The latest commercial systems – such as Hübner Photonics’ C-WAVE – combine this wide tunability with the narrow linewidth needed to resolve specific spectral resonances. OPOs also offer a higher spectral purity than equivalent tunable lasers, which ensures that the weak optical signals generated by atomic-scale defects are not obscured by amplified spontaneous light emission that lasers can generate at unwanted wavelengths. “The spectral purity of an OPO is a huge advantage for PLE experiments,” says Waasem.
Quantum researchers have been quick to recognize the benefits of continuous-wave OPOs for assessing the potential of different single-photon emitters. For example, scientists from the USA, Germany, China, Singapore, and Japan have exploited the C-WAVE platform to measure the photoluminescence spectra from silicon, germanium and tin vacancy centres in diamond, none of which suffer from the same sensitivity to electric field as nitrogen defects.
In room temperature experiments carried out on an ensemble of germanium vacancy centers, a broad sweep through the visible frequency range revealed a strong peak in the PLE spectrum at around 602 nm. More detailed experiments at 5 K explored the excitation dynamics of this specific single-photon emitter, showing that resonant fluorescence is only seen when the vacancy centre is also excited by a separate laser that can effectively act as an on/off switch.
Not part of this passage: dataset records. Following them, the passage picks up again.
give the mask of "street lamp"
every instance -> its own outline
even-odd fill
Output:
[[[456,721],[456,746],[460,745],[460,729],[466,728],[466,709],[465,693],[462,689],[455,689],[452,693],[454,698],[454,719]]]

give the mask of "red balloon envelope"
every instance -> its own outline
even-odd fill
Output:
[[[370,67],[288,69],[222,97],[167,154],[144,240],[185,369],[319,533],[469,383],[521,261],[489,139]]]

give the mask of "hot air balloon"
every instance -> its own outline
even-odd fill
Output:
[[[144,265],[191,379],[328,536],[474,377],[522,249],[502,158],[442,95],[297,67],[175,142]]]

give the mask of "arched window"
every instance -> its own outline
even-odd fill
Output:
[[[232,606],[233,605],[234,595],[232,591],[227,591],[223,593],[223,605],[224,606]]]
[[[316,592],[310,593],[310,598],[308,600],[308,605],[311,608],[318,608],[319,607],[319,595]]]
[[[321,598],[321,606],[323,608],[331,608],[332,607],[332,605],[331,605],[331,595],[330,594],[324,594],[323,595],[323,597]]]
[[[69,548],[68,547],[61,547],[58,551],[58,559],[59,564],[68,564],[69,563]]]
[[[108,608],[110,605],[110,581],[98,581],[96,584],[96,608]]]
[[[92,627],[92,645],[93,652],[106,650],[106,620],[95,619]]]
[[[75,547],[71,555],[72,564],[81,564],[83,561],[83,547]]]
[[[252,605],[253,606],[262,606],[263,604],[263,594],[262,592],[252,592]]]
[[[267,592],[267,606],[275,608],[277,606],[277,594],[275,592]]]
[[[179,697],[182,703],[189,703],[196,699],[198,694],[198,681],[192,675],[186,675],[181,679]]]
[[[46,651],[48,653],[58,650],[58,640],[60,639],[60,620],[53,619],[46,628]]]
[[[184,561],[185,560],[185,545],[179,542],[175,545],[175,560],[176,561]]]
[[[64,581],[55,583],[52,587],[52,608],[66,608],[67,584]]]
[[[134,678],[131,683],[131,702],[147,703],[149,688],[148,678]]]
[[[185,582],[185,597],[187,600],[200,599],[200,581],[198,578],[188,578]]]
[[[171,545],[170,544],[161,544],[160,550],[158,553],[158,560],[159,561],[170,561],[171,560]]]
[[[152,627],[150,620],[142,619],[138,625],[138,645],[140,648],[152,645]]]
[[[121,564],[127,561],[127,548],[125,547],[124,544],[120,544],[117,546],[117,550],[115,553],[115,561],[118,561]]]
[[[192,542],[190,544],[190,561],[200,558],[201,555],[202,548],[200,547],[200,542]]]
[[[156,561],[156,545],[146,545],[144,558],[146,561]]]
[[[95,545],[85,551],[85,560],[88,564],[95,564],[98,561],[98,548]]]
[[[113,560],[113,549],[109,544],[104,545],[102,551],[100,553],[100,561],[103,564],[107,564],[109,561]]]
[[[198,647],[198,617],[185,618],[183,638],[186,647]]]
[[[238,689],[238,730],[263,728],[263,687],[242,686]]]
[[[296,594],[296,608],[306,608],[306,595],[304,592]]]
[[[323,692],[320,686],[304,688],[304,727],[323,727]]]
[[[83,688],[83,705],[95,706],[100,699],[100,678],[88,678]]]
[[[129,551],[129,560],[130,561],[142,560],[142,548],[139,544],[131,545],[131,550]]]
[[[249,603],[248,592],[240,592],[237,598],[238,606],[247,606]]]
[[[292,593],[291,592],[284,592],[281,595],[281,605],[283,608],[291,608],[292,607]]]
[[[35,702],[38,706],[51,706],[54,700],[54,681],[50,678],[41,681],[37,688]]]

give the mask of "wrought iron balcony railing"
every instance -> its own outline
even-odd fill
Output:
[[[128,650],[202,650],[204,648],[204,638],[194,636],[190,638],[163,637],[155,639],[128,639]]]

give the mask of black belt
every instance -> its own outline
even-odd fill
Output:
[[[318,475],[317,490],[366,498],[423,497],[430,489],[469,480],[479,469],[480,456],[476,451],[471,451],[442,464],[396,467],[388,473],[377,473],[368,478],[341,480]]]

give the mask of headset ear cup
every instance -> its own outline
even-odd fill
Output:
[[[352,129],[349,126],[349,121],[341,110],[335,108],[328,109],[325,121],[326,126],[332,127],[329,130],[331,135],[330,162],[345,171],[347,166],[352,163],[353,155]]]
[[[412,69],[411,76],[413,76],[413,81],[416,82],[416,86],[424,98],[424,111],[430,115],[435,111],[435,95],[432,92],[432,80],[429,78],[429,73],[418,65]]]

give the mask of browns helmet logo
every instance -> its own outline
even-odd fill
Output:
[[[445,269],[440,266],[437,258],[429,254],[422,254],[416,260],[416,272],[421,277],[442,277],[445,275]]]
The C-WAVE system has also been used by researchers in Germany to study individual defect centres in hBN, which are difficult to characterize because they have a wide range of transition energies across the entire visible spectrum. Measuring the photoluminescence intensity at more than 50 different excitation frequencies revealed the effect of phonon coupling on light emission, which offers a route to identifying the most efficient single-photon emitters in this 2D material.
Such early successes suggest that continuous-wave OPOs will become a popular choice for characterizing a range of different quantum systems. “The OPO concept can be used across different tuning ranges, which will allow for continuous adaption to new experimental requirements,” says Sperling. “Overall, we expect continuous-wave OPO technology to mature into a recognized choice among laser light sources that advance the rapidly evolving field of quantum research.”
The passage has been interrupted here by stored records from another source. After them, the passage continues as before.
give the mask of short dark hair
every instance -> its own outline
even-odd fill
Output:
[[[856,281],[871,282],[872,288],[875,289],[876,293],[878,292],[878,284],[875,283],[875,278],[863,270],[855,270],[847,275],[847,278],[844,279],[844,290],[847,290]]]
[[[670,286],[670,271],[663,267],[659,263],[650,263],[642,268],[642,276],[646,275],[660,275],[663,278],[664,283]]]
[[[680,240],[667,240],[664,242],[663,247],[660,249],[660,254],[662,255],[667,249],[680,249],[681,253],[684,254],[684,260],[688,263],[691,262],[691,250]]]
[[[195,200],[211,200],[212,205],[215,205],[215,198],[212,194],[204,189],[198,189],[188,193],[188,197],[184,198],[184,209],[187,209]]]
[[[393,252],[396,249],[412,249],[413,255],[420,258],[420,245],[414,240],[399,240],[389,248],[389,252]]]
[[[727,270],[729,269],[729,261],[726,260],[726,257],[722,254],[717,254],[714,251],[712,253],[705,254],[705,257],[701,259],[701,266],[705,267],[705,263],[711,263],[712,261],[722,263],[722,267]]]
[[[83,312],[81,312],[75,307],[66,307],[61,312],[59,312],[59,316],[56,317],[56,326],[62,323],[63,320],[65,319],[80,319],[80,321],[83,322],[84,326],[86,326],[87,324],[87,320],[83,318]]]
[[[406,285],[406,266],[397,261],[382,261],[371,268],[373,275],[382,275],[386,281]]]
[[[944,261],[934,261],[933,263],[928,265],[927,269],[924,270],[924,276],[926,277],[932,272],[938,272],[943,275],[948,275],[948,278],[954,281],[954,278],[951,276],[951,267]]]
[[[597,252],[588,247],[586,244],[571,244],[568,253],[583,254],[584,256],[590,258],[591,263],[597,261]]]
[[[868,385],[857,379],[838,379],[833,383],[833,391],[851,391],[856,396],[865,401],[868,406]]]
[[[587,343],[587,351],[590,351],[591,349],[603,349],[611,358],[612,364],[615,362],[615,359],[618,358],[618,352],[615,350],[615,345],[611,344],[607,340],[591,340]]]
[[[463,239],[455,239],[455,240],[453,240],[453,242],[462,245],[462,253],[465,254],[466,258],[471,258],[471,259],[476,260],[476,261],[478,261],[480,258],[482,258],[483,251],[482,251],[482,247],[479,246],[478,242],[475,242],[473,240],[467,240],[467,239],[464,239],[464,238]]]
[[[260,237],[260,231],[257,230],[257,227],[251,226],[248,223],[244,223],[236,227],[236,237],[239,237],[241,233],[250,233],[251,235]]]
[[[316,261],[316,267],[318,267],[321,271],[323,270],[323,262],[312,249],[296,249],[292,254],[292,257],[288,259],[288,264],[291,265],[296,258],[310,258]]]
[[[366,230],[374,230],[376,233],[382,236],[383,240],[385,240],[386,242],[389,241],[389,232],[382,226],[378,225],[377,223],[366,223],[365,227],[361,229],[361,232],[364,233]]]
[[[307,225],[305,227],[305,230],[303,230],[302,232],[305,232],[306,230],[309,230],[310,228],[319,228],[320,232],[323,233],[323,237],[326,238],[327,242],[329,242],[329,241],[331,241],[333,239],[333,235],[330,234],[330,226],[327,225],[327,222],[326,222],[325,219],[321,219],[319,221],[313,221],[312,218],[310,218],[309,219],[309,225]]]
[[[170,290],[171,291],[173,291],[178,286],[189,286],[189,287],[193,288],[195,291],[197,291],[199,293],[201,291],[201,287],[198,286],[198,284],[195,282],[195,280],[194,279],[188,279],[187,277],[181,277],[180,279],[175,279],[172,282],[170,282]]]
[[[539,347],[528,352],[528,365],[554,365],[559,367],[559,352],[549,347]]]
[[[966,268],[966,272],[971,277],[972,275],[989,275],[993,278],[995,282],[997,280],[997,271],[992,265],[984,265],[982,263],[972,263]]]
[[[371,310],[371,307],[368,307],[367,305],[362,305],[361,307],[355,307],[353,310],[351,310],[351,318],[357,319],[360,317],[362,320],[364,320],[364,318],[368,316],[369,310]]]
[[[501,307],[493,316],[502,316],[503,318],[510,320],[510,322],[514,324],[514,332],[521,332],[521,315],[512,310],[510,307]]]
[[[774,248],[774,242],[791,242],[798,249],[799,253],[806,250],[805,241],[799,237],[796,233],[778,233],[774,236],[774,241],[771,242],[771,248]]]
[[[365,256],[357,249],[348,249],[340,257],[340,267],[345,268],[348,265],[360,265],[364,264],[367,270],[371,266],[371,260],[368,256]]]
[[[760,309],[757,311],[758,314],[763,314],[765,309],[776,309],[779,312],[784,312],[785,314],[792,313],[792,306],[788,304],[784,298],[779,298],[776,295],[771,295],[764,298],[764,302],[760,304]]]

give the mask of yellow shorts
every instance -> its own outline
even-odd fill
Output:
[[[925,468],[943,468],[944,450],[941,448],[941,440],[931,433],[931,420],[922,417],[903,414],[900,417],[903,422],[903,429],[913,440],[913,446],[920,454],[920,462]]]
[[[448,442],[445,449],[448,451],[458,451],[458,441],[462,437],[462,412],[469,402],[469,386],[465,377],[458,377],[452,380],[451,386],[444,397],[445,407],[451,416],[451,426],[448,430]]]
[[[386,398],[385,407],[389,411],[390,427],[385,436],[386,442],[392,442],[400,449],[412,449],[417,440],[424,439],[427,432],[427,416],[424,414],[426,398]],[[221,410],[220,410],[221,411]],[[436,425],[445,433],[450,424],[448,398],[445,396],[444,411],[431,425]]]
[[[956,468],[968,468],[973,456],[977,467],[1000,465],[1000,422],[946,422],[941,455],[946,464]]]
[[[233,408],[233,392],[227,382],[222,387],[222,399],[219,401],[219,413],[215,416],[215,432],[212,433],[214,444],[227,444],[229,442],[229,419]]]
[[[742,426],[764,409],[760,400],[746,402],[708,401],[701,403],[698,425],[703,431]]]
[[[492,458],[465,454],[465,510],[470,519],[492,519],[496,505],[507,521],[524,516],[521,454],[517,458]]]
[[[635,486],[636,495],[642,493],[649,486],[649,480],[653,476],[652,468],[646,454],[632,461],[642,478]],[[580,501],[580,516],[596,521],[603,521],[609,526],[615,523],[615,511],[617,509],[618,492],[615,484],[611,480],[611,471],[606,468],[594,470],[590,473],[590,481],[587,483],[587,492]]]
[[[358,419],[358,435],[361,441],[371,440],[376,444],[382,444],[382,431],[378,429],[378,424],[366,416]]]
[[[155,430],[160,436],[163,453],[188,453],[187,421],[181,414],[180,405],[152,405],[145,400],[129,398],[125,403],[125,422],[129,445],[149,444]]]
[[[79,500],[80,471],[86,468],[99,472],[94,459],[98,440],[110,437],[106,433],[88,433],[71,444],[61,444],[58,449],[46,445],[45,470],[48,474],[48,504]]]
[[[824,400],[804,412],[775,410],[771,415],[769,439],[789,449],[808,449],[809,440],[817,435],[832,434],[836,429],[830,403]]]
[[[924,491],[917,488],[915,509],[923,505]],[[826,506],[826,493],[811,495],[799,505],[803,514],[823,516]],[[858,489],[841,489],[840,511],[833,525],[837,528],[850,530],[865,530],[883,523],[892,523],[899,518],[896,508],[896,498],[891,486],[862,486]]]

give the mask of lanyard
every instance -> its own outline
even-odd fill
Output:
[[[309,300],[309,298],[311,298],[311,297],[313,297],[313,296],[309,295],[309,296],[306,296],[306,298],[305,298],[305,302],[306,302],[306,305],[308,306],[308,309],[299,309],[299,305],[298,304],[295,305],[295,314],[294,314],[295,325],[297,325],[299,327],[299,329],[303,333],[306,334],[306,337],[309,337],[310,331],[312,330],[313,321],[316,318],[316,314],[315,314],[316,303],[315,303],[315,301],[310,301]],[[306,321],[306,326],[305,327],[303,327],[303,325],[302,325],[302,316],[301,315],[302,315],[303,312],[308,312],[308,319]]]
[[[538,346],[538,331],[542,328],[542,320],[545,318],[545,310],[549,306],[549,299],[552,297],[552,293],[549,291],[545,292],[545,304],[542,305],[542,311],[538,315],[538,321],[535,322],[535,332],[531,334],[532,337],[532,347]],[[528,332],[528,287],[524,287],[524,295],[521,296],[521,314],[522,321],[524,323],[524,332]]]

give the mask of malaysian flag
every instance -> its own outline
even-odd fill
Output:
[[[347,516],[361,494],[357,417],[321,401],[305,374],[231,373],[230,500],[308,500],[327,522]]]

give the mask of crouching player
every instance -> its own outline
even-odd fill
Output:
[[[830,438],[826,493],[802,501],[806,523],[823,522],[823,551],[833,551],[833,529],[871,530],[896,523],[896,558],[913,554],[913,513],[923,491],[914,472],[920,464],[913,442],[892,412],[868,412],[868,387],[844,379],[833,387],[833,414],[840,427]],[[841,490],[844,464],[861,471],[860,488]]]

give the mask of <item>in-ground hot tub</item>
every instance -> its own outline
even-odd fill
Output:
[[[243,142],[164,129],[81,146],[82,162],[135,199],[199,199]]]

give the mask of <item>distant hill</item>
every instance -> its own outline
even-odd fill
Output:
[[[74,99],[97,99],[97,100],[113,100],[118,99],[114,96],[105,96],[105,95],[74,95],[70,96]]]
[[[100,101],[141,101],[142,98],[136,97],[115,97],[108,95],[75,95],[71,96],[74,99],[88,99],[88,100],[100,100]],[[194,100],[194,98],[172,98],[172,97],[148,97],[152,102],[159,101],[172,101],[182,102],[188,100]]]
Intensity modulation takes the next step
Once an ensemble of colour centres has been characterized using photoluminescence spectroscopy using a widely tuneable laser light source, researchers often turn to other optical techniques to probe the dynamics of the most promising candidates at a specific frequency. These experiments typically require a light source operating at a single well-defined wavelength, and which also enables the intensity of the light to be changed extremely rapidly.
Until recently the most common approach would be to combine a laser with an acousto-optical modulator. Now, however, the same performance can be achieved with modulated diode lasers, which makes the set-up more compact, more robust and easier to align. “Modulated diode lasers from Hübner Photonics are popular for initializing and reading out spin-states because they offer fast modulation capabilities, a high on/off extinction ratio, a high level of spectral purity, as well as an excellent Gaussian beam profile” comments Waasem.